È una domenica mattina drammatica a Roma. Oggi, 25 gennaio 2026, un grave incidente spezza la tranquillità della città. L’orologio segna circa le 10:30. Due autovetture si scontrano con estrema violenza. L’impatto avviene lungo il viadotto della Magliana. Il bilancio dello scontro appare subito pesantissimo. Cinque persone riportano ferite molto gravi. La situazione preoccupa immediatamente i primi testimoni.
Tra le persone coinvolte figura purtroppo anche un bambino. Il piccolo versa ora in condizioni critiche. Insieme a lui, quattro adulti lottano contro ferite severe. Questo terribile evento coinvolge quindi cinque vite in totale. La gravità delle lesioni emerge fin dai primi istanti. Nessuno dei passeggeri esce illeso dalle lamiere. La paura domina la scena sul viadotto.

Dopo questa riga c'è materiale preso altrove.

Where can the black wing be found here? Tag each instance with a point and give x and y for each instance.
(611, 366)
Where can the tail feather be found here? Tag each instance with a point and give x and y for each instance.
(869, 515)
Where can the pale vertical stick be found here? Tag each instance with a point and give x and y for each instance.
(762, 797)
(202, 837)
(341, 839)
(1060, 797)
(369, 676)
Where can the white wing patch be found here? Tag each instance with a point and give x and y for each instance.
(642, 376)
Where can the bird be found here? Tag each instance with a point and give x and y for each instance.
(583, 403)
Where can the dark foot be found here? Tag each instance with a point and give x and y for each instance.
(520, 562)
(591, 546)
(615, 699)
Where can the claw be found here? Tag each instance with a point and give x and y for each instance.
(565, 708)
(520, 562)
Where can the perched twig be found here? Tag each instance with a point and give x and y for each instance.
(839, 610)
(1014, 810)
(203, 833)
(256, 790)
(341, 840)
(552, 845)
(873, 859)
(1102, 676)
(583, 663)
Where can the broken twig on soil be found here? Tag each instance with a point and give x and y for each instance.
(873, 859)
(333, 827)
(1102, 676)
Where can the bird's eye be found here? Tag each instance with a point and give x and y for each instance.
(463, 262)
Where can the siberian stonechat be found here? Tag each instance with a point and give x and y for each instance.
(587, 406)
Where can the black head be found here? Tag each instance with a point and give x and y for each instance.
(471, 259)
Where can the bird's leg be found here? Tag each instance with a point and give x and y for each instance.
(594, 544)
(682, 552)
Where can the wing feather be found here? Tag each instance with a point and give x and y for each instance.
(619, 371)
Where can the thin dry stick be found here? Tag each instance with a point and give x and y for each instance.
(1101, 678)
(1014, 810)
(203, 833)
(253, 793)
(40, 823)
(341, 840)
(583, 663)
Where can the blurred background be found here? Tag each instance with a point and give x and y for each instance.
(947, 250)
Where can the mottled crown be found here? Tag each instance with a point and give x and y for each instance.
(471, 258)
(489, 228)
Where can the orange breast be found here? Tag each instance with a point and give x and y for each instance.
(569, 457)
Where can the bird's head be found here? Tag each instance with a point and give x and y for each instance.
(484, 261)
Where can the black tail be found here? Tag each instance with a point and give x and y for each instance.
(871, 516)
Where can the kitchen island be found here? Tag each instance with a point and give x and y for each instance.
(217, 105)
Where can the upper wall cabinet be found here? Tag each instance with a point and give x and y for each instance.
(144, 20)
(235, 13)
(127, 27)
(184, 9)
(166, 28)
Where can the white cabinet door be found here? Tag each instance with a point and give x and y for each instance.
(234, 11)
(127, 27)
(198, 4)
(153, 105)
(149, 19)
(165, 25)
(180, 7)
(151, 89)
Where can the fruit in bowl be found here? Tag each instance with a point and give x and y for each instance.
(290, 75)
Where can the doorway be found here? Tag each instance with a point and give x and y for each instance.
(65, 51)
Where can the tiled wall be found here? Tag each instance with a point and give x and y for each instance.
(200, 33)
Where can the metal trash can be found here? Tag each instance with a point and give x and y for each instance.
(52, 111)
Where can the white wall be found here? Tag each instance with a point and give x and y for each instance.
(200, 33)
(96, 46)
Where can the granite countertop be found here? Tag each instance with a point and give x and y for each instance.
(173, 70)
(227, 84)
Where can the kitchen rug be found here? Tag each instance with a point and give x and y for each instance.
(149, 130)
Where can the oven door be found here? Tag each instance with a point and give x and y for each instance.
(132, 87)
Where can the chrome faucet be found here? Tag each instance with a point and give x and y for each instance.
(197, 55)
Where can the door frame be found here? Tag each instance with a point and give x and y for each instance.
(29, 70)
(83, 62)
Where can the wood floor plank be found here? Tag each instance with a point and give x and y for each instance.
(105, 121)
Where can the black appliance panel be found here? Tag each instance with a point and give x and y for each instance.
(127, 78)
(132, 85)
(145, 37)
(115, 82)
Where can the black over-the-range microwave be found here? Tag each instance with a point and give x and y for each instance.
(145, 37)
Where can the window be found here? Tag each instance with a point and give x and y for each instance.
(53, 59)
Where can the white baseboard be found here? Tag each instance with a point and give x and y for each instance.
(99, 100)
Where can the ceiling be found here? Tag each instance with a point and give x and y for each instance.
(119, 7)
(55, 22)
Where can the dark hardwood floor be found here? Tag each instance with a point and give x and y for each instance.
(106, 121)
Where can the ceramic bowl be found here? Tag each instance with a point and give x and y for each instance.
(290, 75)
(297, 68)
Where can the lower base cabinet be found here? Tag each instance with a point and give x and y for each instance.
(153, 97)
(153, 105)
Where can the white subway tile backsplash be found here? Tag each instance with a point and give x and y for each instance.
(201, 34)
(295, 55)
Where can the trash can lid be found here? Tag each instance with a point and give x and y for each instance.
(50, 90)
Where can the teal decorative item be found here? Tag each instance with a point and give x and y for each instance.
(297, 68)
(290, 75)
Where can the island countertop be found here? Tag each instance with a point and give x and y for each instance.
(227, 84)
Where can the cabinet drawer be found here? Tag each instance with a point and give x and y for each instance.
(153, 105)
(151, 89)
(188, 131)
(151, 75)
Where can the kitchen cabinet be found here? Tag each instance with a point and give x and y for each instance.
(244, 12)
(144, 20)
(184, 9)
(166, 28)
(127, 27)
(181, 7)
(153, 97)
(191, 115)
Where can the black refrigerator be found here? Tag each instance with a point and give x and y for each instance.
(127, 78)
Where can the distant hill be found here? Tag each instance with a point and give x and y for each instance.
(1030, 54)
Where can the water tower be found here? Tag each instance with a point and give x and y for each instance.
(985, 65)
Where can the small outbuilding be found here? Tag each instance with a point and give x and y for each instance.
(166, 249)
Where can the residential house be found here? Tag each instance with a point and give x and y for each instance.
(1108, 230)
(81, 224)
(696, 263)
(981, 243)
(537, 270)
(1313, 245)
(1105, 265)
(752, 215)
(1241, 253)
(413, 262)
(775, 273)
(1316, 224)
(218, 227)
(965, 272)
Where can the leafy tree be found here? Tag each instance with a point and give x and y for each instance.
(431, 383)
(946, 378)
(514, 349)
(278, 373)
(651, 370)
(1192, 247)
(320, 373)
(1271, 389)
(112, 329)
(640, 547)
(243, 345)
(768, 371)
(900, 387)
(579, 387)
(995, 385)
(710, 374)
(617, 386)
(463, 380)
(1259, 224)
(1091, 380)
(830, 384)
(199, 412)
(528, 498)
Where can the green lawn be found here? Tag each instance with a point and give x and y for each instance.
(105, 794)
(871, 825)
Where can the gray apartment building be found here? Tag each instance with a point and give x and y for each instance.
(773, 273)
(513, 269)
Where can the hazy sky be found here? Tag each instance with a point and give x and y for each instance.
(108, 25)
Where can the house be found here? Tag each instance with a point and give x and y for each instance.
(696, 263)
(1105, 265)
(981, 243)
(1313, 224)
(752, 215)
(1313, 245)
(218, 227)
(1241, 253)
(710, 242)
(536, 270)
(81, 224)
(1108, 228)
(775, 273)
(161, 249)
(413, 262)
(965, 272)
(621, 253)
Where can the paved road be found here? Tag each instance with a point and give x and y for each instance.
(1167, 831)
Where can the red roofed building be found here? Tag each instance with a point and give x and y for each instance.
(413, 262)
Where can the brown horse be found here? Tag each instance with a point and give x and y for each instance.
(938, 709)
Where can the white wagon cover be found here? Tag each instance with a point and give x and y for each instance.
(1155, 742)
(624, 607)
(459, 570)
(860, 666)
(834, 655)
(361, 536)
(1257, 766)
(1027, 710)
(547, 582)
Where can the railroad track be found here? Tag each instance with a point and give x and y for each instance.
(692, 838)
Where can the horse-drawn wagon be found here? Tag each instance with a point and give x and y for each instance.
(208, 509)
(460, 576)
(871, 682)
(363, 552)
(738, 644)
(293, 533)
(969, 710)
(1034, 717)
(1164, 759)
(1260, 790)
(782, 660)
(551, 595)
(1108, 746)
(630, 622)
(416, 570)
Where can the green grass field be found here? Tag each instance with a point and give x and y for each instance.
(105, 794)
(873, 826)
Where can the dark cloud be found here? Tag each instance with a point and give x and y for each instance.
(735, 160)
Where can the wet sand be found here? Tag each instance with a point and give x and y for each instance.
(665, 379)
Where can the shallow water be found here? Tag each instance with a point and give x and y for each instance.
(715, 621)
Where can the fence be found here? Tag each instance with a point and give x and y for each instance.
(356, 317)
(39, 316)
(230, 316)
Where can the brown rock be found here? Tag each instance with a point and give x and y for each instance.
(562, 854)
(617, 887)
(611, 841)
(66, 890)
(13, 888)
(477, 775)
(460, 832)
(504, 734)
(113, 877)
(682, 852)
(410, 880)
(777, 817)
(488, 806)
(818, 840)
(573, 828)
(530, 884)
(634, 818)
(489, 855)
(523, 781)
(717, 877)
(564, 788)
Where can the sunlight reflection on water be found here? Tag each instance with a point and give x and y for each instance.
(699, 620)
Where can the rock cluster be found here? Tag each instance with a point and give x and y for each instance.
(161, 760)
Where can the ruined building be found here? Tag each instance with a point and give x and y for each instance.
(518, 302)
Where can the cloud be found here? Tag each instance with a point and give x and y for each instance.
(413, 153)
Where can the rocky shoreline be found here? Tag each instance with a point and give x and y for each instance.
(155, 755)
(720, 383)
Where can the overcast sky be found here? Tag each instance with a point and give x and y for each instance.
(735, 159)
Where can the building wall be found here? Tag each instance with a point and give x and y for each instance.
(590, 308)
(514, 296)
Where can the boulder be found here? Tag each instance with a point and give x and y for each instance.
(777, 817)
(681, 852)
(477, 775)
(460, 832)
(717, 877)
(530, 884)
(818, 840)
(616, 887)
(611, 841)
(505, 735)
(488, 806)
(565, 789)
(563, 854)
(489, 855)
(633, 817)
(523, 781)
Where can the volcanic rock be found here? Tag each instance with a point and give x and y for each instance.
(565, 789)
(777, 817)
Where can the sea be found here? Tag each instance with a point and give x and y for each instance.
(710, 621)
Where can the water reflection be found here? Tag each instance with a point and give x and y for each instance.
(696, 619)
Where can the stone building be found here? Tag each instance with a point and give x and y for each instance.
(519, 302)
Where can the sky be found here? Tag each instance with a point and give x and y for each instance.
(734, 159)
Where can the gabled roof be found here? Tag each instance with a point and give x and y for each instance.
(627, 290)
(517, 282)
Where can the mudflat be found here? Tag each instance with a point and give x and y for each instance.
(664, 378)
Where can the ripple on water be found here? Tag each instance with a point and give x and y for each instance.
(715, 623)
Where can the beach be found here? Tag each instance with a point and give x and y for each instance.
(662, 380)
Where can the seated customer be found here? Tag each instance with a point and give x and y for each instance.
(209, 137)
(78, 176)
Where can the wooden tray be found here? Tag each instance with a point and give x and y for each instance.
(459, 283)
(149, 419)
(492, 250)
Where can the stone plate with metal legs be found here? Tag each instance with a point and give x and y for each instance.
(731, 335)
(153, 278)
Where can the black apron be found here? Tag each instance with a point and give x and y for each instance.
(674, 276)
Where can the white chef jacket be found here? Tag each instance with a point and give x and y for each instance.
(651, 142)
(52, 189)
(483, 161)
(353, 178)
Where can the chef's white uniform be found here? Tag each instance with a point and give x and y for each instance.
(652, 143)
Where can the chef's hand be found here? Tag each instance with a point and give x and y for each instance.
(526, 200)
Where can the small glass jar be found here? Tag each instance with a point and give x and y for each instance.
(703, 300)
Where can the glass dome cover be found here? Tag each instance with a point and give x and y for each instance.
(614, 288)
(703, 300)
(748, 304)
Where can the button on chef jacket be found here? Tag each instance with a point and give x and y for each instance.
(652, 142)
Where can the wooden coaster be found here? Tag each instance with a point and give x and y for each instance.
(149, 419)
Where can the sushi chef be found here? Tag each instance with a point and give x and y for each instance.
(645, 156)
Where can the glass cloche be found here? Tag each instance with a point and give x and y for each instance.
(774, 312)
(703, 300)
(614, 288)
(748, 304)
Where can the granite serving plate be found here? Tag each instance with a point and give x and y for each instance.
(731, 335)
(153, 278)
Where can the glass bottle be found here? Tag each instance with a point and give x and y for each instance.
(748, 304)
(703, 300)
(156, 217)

L’allarme scatta puntuale verso le 10:30. La Sala Operativa dei Vigili del Fuoco riceve la richiesta di aiuto. Gli operatori inviano subito i soccorsi sul posto. Due squadre partono immediatamente dalle loro sedi. La squadra 7/A arriva dalla zona Ostiense. Contemporaneamente, la squadra 4/A giunge dalla Pisana. I pompieri raggiungono il luogo dell’incidente nel minor tempo possibile.
La dinamica esatta resta ancora incerta. Tuttavia, le condizioni dei veicoli raccontano una verità spaventosa. Le auto appaiono distrutte. L’impatto tra i mezzi ha sprigionato una forza violentissima. Alcuni pezzi delle vetture si staccano addirittura durante l’urto. Questi rottami cadono giù dal viadotto. I detriti finiscono nella zona sottostante la strada sopraelevata.
I Vigili del Fuoco agiscono con prontezza e decisione. I pompieri estraggono i feriti dagli abitacoli contorti. Successivamente, gli operatori mettono in sicurezza l’intera area. Controllano scrupolosamente anche la zona sotto il ponte. Devono infatti verificare la stabilità di ogni elemento. Il loro lavoro garantisce la sicurezza per gli altri automobilisti. Intanto, le operazioni di soccorso proseguono senza sosta.
Sul posto arrivano anche i sanitari. Gli operatori del 118 si precipitano sulle persone ferite. I medici valutano rapidamente la situazione clinica. Riscontrano traumi molto seri su tutti i pazienti. La diagnosi iniziale conferma la gravità dell’accaduto. I soccorritori capiscono che serve un trasferimento immediato in ospedale. Ogni minuto diventa prezioso per la salvezza dei feriti.
Le ambulanze trasportano d’urgenza tutti i coinvolti. La destinazione è il policlinico Agostino Gemelli. I mezzi di soccorso trasferiscono lì i quattro adulti. Portano al pronto soccorso anche il bambino. Il personale sanitario monitora costantemente i parametri vitali durante il viaggio. La corsa verso la struttura ospedaliera avviene alla massima velocità.
Ora i medici del Gemelli assistono i cinque pazienti. I dottori assegnano a tutti il codice rosso. Questo indica il massimo livello di pericolo di vita. Le ferite riportate nello schianto risultano infatti gravissime. L’intero staff medico lavora per stabilizzare le loro condizioni. Roma attende con ansia notizie migliori su questo drammatico incidente.